BOURNEMOUTH mortgage broker Leybridge Ltd has been fined £24,000 and censured by the Financial Services Authority (FSA) for keeping inadequate records and failing to ensure it provided suitable advice to its customers.

According to the FSA the Bath Road based business operation exposed 425 customers to the risk of being mis-sold a mortgage during the period between October 2004 (when the company was first established) and February 2008.

However, the FSA has waived the fine in order to ensure that Leybridge can afford to compensate customers who might have been disadvantaged.

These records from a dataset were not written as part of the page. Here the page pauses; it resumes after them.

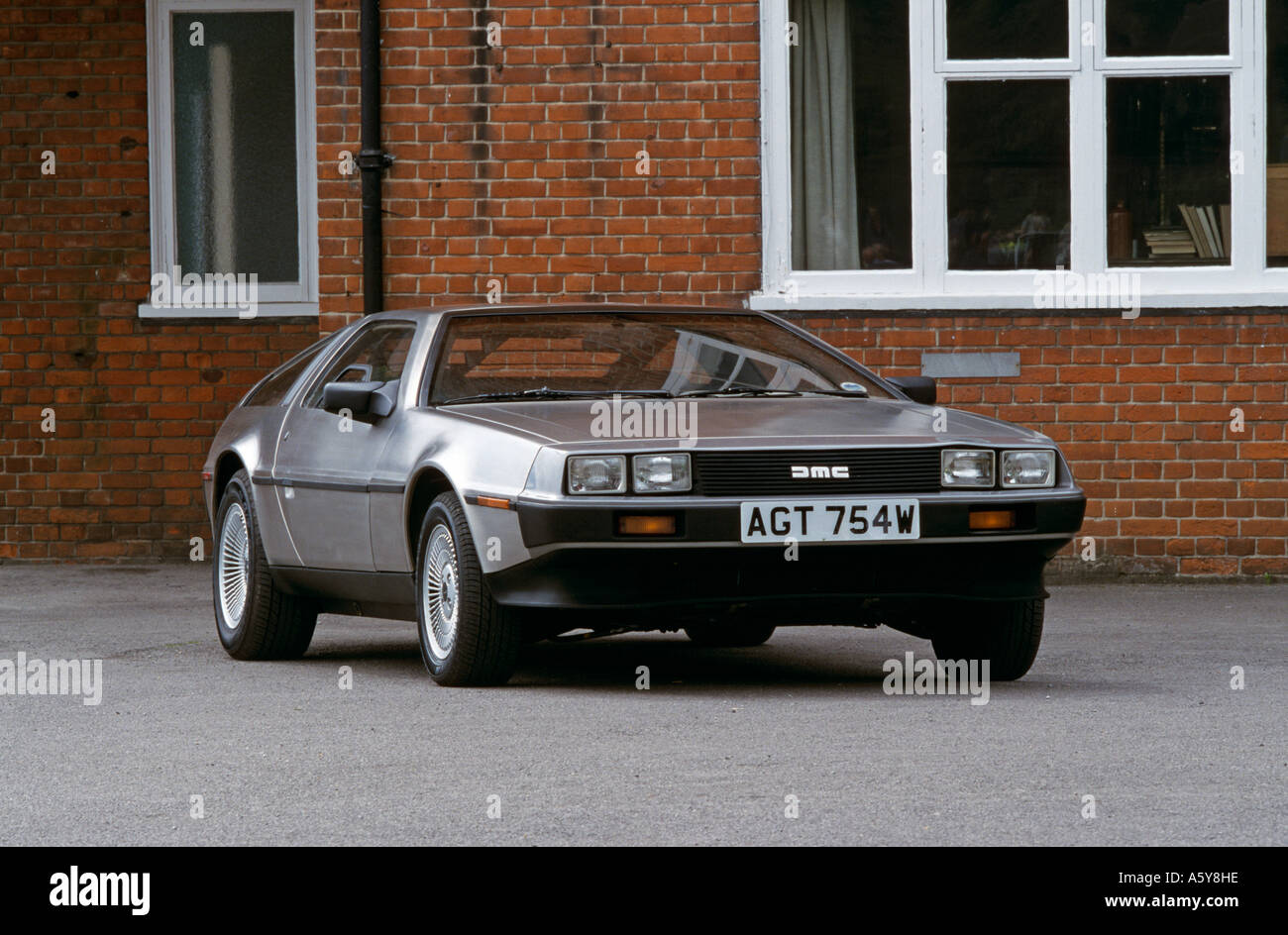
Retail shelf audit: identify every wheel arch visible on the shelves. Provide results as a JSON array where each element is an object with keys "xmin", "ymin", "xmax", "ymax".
[
  {"xmin": 403, "ymin": 465, "xmax": 460, "ymax": 567},
  {"xmin": 214, "ymin": 448, "xmax": 248, "ymax": 510}
]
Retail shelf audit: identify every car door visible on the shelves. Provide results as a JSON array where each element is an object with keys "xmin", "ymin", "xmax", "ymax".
[{"xmin": 273, "ymin": 319, "xmax": 416, "ymax": 571}]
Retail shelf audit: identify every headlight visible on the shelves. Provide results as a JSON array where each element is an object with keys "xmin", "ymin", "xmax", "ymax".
[
  {"xmin": 568, "ymin": 455, "xmax": 626, "ymax": 493},
  {"xmin": 939, "ymin": 448, "xmax": 993, "ymax": 487},
  {"xmin": 631, "ymin": 454, "xmax": 693, "ymax": 493},
  {"xmin": 1002, "ymin": 451, "xmax": 1055, "ymax": 487}
]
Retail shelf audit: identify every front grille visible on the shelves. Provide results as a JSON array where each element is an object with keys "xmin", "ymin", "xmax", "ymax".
[{"xmin": 693, "ymin": 448, "xmax": 939, "ymax": 497}]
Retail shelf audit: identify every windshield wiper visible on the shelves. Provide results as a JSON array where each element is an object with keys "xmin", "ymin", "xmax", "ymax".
[
  {"xmin": 677, "ymin": 386, "xmax": 868, "ymax": 399},
  {"xmin": 435, "ymin": 386, "xmax": 671, "ymax": 406}
]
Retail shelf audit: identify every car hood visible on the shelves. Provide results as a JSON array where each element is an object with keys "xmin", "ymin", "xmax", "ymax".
[{"xmin": 442, "ymin": 396, "xmax": 1051, "ymax": 450}]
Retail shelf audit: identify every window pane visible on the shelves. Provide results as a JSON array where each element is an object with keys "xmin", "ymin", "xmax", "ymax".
[
  {"xmin": 948, "ymin": 0, "xmax": 1069, "ymax": 58},
  {"xmin": 1266, "ymin": 0, "xmax": 1288, "ymax": 266},
  {"xmin": 948, "ymin": 80, "xmax": 1069, "ymax": 269},
  {"xmin": 171, "ymin": 12, "xmax": 300, "ymax": 282},
  {"xmin": 790, "ymin": 0, "xmax": 912, "ymax": 269},
  {"xmin": 1105, "ymin": 0, "xmax": 1231, "ymax": 56},
  {"xmin": 1105, "ymin": 76, "xmax": 1231, "ymax": 265},
  {"xmin": 304, "ymin": 322, "xmax": 416, "ymax": 407}
]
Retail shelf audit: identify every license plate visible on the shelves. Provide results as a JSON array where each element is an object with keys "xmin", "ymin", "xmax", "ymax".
[{"xmin": 742, "ymin": 498, "xmax": 921, "ymax": 542}]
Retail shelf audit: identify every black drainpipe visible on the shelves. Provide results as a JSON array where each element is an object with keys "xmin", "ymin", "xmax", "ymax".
[{"xmin": 358, "ymin": 0, "xmax": 394, "ymax": 316}]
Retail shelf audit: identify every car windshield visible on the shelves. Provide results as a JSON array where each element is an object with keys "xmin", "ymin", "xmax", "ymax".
[{"xmin": 430, "ymin": 312, "xmax": 890, "ymax": 404}]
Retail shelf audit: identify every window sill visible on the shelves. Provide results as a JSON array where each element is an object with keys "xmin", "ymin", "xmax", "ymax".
[
  {"xmin": 750, "ymin": 290, "xmax": 1288, "ymax": 312},
  {"xmin": 139, "ymin": 309, "xmax": 319, "ymax": 322}
]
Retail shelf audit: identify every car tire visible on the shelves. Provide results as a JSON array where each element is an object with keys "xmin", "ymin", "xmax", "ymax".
[
  {"xmin": 931, "ymin": 597, "xmax": 1046, "ymax": 681},
  {"xmin": 416, "ymin": 493, "xmax": 523, "ymax": 686},
  {"xmin": 211, "ymin": 470, "xmax": 318, "ymax": 660},
  {"xmin": 684, "ymin": 621, "xmax": 778, "ymax": 649}
]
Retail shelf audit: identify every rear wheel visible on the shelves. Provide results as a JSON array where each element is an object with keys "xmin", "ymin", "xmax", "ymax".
[
  {"xmin": 416, "ymin": 493, "xmax": 523, "ymax": 685},
  {"xmin": 931, "ymin": 597, "xmax": 1046, "ymax": 681},
  {"xmin": 684, "ymin": 621, "xmax": 778, "ymax": 649},
  {"xmin": 214, "ymin": 470, "xmax": 318, "ymax": 660}
]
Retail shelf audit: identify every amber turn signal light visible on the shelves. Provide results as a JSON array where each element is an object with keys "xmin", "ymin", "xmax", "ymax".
[
  {"xmin": 970, "ymin": 510, "xmax": 1015, "ymax": 532},
  {"xmin": 617, "ymin": 516, "xmax": 675, "ymax": 536}
]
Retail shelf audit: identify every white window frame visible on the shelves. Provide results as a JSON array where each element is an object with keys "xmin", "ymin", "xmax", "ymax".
[
  {"xmin": 138, "ymin": 0, "xmax": 318, "ymax": 318},
  {"xmin": 751, "ymin": 0, "xmax": 1288, "ymax": 313}
]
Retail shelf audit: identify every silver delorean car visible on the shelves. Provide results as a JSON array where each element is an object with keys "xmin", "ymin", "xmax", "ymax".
[{"xmin": 202, "ymin": 305, "xmax": 1086, "ymax": 685}]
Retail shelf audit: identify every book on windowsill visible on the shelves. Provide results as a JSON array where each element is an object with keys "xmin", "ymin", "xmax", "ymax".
[{"xmin": 1142, "ymin": 227, "xmax": 1197, "ymax": 258}]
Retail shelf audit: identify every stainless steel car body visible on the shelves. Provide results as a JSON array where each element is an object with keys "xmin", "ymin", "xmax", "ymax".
[{"xmin": 203, "ymin": 305, "xmax": 1085, "ymax": 617}]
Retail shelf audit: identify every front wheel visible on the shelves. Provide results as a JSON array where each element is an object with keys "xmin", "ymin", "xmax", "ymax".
[
  {"xmin": 931, "ymin": 597, "xmax": 1046, "ymax": 681},
  {"xmin": 416, "ymin": 493, "xmax": 523, "ymax": 685}
]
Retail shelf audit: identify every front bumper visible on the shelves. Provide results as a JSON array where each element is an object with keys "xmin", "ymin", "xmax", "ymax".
[{"xmin": 488, "ymin": 490, "xmax": 1086, "ymax": 619}]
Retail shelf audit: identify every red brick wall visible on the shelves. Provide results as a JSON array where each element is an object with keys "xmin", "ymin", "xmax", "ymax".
[
  {"xmin": 0, "ymin": 0, "xmax": 317, "ymax": 561},
  {"xmin": 317, "ymin": 0, "xmax": 760, "ymax": 330},
  {"xmin": 800, "ymin": 312, "xmax": 1288, "ymax": 575}
]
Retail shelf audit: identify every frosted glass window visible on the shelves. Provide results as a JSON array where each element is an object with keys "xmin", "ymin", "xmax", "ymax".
[{"xmin": 171, "ymin": 12, "xmax": 300, "ymax": 283}]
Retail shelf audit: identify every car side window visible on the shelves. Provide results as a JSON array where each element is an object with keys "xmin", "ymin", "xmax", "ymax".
[
  {"xmin": 242, "ymin": 336, "xmax": 331, "ymax": 406},
  {"xmin": 304, "ymin": 322, "xmax": 416, "ymax": 408}
]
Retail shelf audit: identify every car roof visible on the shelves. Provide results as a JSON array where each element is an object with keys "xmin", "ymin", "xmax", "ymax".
[{"xmin": 358, "ymin": 303, "xmax": 765, "ymax": 321}]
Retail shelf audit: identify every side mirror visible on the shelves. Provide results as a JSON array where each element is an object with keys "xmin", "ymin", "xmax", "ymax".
[
  {"xmin": 322, "ymin": 380, "xmax": 383, "ymax": 416},
  {"xmin": 886, "ymin": 376, "xmax": 935, "ymax": 406},
  {"xmin": 322, "ymin": 380, "xmax": 402, "ymax": 419}
]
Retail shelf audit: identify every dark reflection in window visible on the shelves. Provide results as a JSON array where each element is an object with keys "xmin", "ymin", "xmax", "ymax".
[
  {"xmin": 948, "ymin": 80, "xmax": 1070, "ymax": 269},
  {"xmin": 790, "ymin": 0, "xmax": 912, "ymax": 269},
  {"xmin": 1105, "ymin": 76, "xmax": 1232, "ymax": 265},
  {"xmin": 1266, "ymin": 0, "xmax": 1288, "ymax": 266},
  {"xmin": 1105, "ymin": 0, "xmax": 1231, "ymax": 58},
  {"xmin": 948, "ymin": 0, "xmax": 1066, "ymax": 59}
]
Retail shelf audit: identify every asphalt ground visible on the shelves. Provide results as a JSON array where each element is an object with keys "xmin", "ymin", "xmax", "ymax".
[{"xmin": 0, "ymin": 565, "xmax": 1288, "ymax": 846}]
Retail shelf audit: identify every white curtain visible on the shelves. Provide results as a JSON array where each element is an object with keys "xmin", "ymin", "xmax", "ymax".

Explaining the censure, the FSA says Leybridge failed to ensure that it made and retained adequate records of its customers' personal and financial information in a number of key areas and widespread record keeping failures led to the firm being unable to demonstrate that the advice given to customers was suitable.

The firm was also found to have employed inadequate file checking systems whereby sales advisers and mortgage processors would check each file for the existence of requisite documentation, not the standard of its completion.

Directors would then check only a sample of files and did not do so on a regular or adequate basis.

In its report the FSA said that customers who are employed and can prove their income most commonly take out full status mortgages.

However, Leybridge sometimes recommended self certification mortgages to such customers. In these circumstances Leybridge often recorded no explanation as to why this type of mortgage was recommended.

When Leybridge issued a letter of suitability to its customers detailing the reasons why a particular mortgage product had been recommended the reasons given were often generic and did not reflect the information contained within the fact find.

Margaret Cole, FSA Director of Enforcement, said: "Leybridge's record keeping was so poor that they could not demonstrate that the sales of mortgages were suitable and had no way of proving to us that the firm was treating its customers fairly."

In waiving the fine, the FSA said it had taken into account that Leybridge had been open and cooperated fully with the investigation and had accepted that there were management and control failures during the Relevant Period.

Leybridge also agreed to remedial action in the form of a customer contact exercise and has committed to compensate those who may have suffered any detriment as a result of Leybridge's failings.

Managing director David Dixey said that many of the aspects identified by the FSA had occurred during the early days when the company was first started.

"We have continued to learn as the business has grown and put in place measures to overcome the issues identified." During the period we rejected 20,000 mortgage applications where people could not fulfil the conditions which shows how selective our process is."

Leybridge is a limited company with three directors. During the relevant period, Leybridge employed three salespersons who between them advised on 425 mortgage contracts.

It was one of 50 mortgage brokers visited by the FSA's Small Firms and Contact Division (SFCD) in 2008 as part of a thematic project looking into the quality of advice processes' in mortgage brokers.